DULUTH, Ga. -- A'dia Mathis said Kentucky wanted to make a statement in the Southeastern Conference tournament.
Coach Matthew Mitchell said the statement was depth makes a difference in the postseason.
Mathies had 16 points and five steals and No. 7 Kentucky kept its lead in double figures the last 25 minutes of its 76-65 win over Vanderbilt in the SEC tournament on Friday night.
Kentucky had 10 players log 12 or more minutes. Mitchell used 12 players, with no starter on the court for more than 26 minutes.
"We wanted to use the energy of the second five to be fresh and almost like they were starting the game," Mitchell said. "We talked about that before the game. We feel like we have quality depth, and in this setting, I think it can be very, very useful."
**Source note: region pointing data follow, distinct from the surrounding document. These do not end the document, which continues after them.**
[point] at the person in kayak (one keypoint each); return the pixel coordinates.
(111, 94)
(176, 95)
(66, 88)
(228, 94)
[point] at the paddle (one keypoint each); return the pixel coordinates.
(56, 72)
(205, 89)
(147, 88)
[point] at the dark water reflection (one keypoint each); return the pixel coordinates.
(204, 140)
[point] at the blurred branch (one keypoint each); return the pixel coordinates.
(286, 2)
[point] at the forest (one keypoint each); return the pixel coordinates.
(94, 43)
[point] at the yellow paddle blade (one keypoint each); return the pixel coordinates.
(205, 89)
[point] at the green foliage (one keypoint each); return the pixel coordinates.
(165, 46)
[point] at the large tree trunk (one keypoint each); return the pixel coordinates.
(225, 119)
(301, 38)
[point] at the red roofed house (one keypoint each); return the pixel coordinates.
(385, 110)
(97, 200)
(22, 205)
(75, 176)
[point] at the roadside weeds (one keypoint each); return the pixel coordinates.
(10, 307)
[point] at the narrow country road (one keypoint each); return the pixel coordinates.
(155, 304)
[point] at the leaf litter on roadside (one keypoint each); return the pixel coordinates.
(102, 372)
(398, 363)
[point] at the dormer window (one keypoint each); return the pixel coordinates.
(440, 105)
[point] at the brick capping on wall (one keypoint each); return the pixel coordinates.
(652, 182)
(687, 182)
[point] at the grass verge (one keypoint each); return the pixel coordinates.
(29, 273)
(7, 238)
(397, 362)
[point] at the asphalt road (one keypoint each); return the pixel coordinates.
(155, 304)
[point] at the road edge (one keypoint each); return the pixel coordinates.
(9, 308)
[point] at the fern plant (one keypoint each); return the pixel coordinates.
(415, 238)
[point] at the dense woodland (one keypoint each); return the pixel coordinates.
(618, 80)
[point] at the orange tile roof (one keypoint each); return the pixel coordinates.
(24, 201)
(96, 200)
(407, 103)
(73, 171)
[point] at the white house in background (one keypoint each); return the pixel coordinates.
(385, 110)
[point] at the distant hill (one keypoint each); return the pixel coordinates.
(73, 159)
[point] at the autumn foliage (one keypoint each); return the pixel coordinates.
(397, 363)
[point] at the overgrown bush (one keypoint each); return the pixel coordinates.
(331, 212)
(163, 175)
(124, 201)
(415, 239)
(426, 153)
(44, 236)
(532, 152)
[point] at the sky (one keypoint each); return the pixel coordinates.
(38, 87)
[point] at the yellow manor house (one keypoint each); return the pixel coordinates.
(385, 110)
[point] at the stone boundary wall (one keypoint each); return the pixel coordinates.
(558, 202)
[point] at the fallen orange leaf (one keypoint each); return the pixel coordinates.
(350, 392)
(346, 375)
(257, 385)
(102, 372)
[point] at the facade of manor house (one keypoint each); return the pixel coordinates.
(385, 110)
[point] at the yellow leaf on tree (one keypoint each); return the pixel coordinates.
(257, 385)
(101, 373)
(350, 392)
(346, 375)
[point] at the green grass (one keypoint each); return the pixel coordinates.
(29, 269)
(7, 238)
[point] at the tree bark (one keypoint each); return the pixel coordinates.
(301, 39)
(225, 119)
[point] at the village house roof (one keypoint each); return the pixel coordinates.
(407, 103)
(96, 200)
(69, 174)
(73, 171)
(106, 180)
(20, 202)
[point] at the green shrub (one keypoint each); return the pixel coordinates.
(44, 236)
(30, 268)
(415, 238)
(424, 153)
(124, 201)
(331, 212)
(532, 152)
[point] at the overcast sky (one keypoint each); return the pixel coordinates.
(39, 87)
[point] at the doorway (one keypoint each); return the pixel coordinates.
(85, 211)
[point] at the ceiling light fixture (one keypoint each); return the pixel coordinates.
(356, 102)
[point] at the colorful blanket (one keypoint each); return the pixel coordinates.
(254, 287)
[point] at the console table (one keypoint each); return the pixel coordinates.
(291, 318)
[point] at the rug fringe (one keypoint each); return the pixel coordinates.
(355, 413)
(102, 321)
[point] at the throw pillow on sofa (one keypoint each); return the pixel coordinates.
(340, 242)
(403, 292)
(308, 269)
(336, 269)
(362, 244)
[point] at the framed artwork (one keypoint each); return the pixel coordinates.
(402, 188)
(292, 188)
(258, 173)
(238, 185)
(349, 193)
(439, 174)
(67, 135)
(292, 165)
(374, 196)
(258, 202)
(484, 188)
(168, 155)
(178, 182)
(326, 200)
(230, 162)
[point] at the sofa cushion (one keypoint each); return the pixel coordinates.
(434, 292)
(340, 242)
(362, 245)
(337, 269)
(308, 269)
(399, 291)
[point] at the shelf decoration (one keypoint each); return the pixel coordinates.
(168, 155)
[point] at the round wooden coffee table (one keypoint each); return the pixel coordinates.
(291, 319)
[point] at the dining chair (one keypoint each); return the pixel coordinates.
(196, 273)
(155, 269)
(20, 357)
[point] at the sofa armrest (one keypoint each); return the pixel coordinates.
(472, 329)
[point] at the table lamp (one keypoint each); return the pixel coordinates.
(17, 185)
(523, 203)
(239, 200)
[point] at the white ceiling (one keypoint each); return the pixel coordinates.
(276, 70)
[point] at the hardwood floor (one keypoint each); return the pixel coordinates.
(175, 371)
The depth helped Kentucky maintain its self-proclaimed "40 minutes of dread" defense. The Wildcats had 14 steals. They blocked eight shots and forced 23 turnovers.
"I think it was a great game tonight," Mathies said. "We just wanted to come out and make a statement. We want to come out and play hard every game and we're going to fight for the championship.
"We subbed every four minutes with fresh legs. When you have two people running down the floor on one person, it's going to take its toll. We were making big stops on defense."
The last point Vanderbilt trailed by single digits was at 26-17. Kentucky's biggest lead was 22 points early in the second half.
Kentucky (26-4) had an impressive start to its postseason after setting a school record with 13 SEC regular-season wins. The Wildcats closed the regular season with a home win over Tennessee to clinch the No. 2 seed in the tournament.
Kentucky advanced to its fifth semifinal in the last eight years. Its only tournament championship came in 1982.
DeNesh Stallworth had 14 points in only 21 minutes for Kentucky.
Tiffany Clarke, playing in her hometown, had 24 points and 12 rebounds for Vanderbilt (20-11). Jasmine Lister had 17 points.
Clarke said Kentucky forced the Commodores to play at the Wildcats' pace.
"When they stepped up their intensity, I think we lost sight of what we do," Clarke said. "We started playing Kentucky basketball and getting away from what we do."
Vanderbilt made only 9 of 19 free throws.
Vanderbilt's only lead came on the first basket of the game. An inside basket by Stallworth started a 9-0 Kentucky run that also a fast-break layup by Mathies, followed by a Mathies steal and basket.
The opening run set the pace for Kentucky.
"Kentucky's defense to start the game was just really good, really aggressive, really physical and created a lot of offense from their defense," said Vanderbilt coach Melanie Balcomb. "They attacked us right away and put us on our heels. We were pretty much just fighting back the rest of the game."
The Wildcats lead the nation with their plus-8.9 turnover margin while leading the SEC with their averages of 12 steals and 5 blocked shots per game.
Kentucky's steals totals rose quickly as the defense, led by Mathies, was sometimes overwhelming. Mathies had five of the Wildcats' 10 first-half steals, leading to 15 turnovers for the Commodores in the first 20 minutes.
The Wildcats led 38-23 at halftime and stretched the lead to 52-30 with an 11-0 run early in the second half.